Spesso in sede di consegna, il cliente chiede se esistano attività per le quali è sconsigliato
l’uso delle lenti a contatto. Per rispondere adeguatamente ricordiamo non esistono attività di
vita quotidiana o sportive (anche violente) che non possano essere fatte con le lenti a
contatto morbide indossate. Sono necessarie solo alcune precauzioni: nella vita lavorativa
quotidiana, se possibile, è bene evitare gli ambienti eccessivamente secchi (es. regolazioni
esagerate dell’aria condizionata in estate e dei caloriferi in inverno); nella pratica del nuoto
è bene indossare sopra le lenti a contatto degli occhialini protettivi o la maschera al fine di
evitare il contatto tra l’acqua delle piscine o del mare con le lenti indossate.

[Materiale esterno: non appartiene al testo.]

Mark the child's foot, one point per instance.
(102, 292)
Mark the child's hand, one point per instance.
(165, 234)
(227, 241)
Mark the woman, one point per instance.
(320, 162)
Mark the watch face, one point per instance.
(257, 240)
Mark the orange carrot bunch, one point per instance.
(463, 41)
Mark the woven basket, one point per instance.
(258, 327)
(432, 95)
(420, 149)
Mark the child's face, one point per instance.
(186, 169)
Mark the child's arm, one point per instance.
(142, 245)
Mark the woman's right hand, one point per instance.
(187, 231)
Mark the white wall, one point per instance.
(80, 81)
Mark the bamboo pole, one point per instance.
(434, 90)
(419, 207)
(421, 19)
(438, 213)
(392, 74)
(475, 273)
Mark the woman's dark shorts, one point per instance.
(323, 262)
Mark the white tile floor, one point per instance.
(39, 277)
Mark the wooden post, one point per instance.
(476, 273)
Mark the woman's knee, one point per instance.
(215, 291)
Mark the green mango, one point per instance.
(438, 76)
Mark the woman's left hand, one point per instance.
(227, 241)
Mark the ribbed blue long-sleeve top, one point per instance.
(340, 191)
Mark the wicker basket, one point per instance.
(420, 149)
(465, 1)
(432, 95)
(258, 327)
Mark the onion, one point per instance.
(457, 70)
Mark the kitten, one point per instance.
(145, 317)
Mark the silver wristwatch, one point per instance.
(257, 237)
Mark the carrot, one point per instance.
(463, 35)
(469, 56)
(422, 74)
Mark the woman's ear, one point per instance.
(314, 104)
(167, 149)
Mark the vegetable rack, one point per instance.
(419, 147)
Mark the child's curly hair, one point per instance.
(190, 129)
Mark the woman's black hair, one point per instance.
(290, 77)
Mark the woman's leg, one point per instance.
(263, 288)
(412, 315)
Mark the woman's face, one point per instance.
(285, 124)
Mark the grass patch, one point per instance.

Lezioni di Contattologia- E. Bottegal
132
La vendita al banco su prescrizione esterna.
Un abituale utilizzatore di lenti a contatto morbide può presentarsi nel punto vendita munito
di una nuova prescrizione oculistica per acquistare delle nuove lenti aggiornate con la nuova
gradazione prescritta. Nella norma, ma è sempre meglio informarsi, gli oculisti visitano i loro
pazienti senza le lenti applicate. Pertanto la gradazione riportata nella prescrizione si riferisce ad
occhiali da vista e non a lenti a contatto. Il problema che si pone è saper interpretare tale
prescrizione e consegnare lenti a contatto del potere esatto. La regola è la seguente:
Prescrizioni senza astigmatismo di tipo negativo (miopia):
da sf. -0.25 a sf.-3.75 nessuna modifica
da sf.-4.00 a sf. -5.75 ridurre le lenti a contatto di 0.25
da sf.-6.00 a sf. -7.75 ridurre le lenti a contatto di 0.50
da sf.- 8.00 a sf.- 9.75 ridurre le lenti a contatto di 0.75
Prescrizioni senza astigmatismo di tipo positivo (ipermetropia):
L’ordine quantitativo di modifica è identico al precedente. Ma in questo caso non si opera in
riduzione, ma bensì in aumento di potere.

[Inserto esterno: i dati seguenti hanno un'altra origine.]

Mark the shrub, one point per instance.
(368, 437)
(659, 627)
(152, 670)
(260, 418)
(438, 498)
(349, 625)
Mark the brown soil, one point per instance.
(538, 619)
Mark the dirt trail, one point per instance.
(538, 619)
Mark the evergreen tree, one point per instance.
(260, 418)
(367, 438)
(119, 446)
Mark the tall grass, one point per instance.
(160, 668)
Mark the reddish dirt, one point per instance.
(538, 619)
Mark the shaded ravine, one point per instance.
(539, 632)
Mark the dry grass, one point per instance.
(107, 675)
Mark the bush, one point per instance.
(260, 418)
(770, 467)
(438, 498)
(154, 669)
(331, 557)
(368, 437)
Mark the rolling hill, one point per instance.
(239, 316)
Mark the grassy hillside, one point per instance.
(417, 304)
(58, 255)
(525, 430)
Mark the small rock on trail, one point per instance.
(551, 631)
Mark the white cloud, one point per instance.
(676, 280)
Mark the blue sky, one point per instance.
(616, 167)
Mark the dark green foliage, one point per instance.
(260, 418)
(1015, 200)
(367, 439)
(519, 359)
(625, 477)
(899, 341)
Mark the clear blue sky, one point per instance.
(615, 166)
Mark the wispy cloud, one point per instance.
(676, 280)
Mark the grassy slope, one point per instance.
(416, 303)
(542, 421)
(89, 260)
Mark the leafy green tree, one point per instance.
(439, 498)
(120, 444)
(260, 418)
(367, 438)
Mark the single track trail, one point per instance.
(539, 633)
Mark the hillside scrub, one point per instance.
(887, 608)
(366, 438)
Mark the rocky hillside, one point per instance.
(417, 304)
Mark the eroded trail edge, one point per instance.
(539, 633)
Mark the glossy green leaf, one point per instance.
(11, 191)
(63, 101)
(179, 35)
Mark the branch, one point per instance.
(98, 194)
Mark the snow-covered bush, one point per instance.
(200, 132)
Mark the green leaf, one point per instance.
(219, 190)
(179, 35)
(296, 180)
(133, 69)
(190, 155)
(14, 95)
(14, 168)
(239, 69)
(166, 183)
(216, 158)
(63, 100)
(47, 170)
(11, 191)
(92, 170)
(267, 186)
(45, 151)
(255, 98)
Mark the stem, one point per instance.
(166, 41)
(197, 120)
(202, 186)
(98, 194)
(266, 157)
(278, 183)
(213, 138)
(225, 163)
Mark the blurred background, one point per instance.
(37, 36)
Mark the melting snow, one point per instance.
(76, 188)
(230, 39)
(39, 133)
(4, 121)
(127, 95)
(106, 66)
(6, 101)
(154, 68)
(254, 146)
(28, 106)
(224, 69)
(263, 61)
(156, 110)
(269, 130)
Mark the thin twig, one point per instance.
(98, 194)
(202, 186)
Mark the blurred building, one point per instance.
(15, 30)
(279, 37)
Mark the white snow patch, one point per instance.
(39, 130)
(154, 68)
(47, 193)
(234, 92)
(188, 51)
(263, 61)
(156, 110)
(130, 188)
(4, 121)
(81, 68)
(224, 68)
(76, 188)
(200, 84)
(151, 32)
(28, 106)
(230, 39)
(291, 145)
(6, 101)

Prescrizioni con astigmatismo:
L’astigmatismo prescritto può essere ignorato sole se:
1. è < a 0,75
2. (In caso di astigmatismi inferiori o uguali allo 0,75) il rapporto tra potere cilindrico e potere
sferico non è superiore a ¼.
In presenza di prescrizioni cilindriche superiori alla diottria è opportuno consigliare l’uso di lenti
toriche e comunque consultare l’ottico sulla miglior opportunità. In caso di necessità, volendo
risolvere ugualmente con lenti a contatto sferiche, si tenga conto che per ogni 0,50 di astigmatismo
non corretto va aumentata la parte sferica di 0.25 dt.